A esse respeito, Santos et al (2008) comentam da necessidade que tem o ser humano de ser valorizado e reconhecido pelos outros quanto àquilo que realizam, Quando essa necessidade é satisfeita, que seja com um elogio, um sorriso de consentimento ou outra manifestação qualquer, aparecem os sentimentos de acolhimento, de confiança e de autovalor. A falta disso origina-se a baixa autoestima, sentimentos de inferioridade e às vezes de revolta e desejo de abandonar a profissão.

Nesse sentimento de desvalorização, não se pode deixar de relatar também a questão salarial.

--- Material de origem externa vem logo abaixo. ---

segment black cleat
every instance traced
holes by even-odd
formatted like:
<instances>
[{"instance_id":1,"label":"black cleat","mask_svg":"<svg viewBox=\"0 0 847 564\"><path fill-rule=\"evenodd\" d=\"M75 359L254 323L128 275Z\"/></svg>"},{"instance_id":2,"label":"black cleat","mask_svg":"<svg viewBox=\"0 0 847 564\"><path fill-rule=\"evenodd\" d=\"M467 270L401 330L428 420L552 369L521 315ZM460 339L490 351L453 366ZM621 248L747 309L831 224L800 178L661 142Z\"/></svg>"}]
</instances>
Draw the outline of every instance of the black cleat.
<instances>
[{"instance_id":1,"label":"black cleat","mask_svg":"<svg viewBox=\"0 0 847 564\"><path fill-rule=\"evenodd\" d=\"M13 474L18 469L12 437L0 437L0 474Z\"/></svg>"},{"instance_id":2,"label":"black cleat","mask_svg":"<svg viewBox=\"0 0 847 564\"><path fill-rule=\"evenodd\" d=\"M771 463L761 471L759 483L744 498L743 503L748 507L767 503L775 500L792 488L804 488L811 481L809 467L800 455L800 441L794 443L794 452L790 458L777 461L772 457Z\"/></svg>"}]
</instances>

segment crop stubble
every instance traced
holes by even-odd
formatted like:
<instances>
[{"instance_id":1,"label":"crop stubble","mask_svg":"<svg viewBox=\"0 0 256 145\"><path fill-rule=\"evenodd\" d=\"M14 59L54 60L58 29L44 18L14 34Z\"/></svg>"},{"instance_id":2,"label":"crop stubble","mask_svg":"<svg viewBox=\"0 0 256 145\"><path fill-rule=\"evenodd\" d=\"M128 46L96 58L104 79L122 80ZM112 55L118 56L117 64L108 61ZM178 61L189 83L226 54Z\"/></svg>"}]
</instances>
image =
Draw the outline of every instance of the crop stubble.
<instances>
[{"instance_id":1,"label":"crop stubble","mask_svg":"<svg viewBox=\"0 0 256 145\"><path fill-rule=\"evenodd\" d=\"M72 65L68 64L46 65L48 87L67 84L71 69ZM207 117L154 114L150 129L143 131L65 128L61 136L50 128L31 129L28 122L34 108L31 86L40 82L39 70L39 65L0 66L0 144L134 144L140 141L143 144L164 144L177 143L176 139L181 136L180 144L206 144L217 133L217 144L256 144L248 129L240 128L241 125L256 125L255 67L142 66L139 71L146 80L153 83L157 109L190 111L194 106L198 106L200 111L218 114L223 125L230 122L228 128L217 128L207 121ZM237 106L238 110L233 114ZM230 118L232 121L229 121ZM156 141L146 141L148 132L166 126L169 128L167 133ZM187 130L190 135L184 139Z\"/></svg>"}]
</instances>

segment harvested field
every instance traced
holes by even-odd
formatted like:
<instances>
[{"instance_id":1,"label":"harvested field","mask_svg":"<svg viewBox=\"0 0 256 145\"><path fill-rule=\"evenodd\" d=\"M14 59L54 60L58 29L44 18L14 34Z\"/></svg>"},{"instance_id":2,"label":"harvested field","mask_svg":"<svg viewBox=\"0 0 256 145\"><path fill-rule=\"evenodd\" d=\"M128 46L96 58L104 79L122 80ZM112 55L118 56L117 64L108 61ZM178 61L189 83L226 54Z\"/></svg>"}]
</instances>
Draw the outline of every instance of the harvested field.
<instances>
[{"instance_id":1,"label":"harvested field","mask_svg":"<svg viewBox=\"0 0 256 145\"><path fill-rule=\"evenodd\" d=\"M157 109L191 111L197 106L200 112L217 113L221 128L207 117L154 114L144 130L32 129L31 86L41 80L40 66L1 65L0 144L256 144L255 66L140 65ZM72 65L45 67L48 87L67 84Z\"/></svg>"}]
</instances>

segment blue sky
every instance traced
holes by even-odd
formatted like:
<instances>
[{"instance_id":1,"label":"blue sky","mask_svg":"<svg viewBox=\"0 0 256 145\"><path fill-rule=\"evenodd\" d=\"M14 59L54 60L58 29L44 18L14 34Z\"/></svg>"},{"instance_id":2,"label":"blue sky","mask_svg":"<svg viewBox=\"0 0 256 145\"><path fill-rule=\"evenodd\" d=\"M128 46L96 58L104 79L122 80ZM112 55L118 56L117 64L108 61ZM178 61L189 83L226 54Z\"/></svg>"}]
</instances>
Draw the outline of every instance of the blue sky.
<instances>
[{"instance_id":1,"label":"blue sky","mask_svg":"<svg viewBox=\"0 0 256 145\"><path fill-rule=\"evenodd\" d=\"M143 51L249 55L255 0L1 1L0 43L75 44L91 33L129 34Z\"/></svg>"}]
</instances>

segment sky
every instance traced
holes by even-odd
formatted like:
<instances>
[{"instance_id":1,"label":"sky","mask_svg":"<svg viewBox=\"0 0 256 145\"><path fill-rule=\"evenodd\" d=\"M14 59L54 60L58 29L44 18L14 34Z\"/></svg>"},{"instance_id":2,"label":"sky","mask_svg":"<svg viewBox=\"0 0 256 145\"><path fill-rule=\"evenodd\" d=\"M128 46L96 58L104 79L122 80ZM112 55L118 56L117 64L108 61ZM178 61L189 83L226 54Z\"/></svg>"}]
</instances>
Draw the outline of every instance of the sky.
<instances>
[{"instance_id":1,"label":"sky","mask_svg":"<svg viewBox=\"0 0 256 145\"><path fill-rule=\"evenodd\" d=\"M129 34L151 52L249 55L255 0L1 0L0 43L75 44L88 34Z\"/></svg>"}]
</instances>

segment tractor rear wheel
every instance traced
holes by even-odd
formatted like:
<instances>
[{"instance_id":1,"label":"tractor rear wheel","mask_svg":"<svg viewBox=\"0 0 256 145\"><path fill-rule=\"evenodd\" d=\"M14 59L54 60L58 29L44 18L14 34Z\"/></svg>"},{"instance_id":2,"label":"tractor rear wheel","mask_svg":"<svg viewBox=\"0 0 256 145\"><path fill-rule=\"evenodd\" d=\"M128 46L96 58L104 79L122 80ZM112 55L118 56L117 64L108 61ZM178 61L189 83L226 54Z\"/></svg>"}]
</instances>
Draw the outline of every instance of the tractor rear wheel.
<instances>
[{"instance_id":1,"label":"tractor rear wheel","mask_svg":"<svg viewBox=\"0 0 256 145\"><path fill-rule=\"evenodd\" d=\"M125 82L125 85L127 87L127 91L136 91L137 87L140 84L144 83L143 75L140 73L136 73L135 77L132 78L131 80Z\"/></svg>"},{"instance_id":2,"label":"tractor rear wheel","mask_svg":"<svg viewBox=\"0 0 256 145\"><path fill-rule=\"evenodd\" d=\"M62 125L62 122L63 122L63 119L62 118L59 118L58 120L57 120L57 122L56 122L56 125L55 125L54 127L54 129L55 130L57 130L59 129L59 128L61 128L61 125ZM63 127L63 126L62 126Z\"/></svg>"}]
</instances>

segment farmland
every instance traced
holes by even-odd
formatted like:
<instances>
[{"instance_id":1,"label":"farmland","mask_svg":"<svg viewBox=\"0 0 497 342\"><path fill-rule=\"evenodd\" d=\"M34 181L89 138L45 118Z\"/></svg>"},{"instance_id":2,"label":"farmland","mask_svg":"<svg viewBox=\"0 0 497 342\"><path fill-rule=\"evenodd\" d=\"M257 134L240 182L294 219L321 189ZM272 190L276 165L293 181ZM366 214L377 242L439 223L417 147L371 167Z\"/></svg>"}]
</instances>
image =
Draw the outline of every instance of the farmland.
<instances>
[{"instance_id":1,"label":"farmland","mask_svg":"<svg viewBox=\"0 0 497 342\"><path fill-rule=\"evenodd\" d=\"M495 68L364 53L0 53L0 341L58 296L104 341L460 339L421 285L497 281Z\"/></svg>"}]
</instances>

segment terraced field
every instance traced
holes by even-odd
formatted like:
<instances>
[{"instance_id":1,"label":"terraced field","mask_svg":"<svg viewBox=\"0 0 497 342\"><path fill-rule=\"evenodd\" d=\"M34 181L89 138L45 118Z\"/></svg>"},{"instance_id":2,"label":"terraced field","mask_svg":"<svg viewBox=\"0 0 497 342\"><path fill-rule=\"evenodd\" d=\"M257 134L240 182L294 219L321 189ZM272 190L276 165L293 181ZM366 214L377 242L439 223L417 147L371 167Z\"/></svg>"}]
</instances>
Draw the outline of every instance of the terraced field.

Odelius e Ramos usam uma expressão interessante ao tratar da questão da desvalorização salarial do professor. Segundo elas:

“O professor vive uma situação de iniquidade salarial não apenas quando olha para outras categorias, como mesmo nível de exigência, responsabilidade e esforço, mas também quando [...] compara o seu salário com a de outos funcionários públicos do Estado e constata que está entre os que ganham pior para o seu nível de formação e responsabilidade.” (Odelius e Ramos, 1999, p. 384)

Essa constação é mais um fator responsável pelo mal-estar tão presente na vida de tantos professores. Não conseguir dar conta de suas responsabilidades econômicas quanto ao seu sustento e da sua familia, vendo dia a dia dimimuir seu poder aquisitivo e a sua qualidade de vida, tem adoecido e maltratado a muitos professores brasileiros.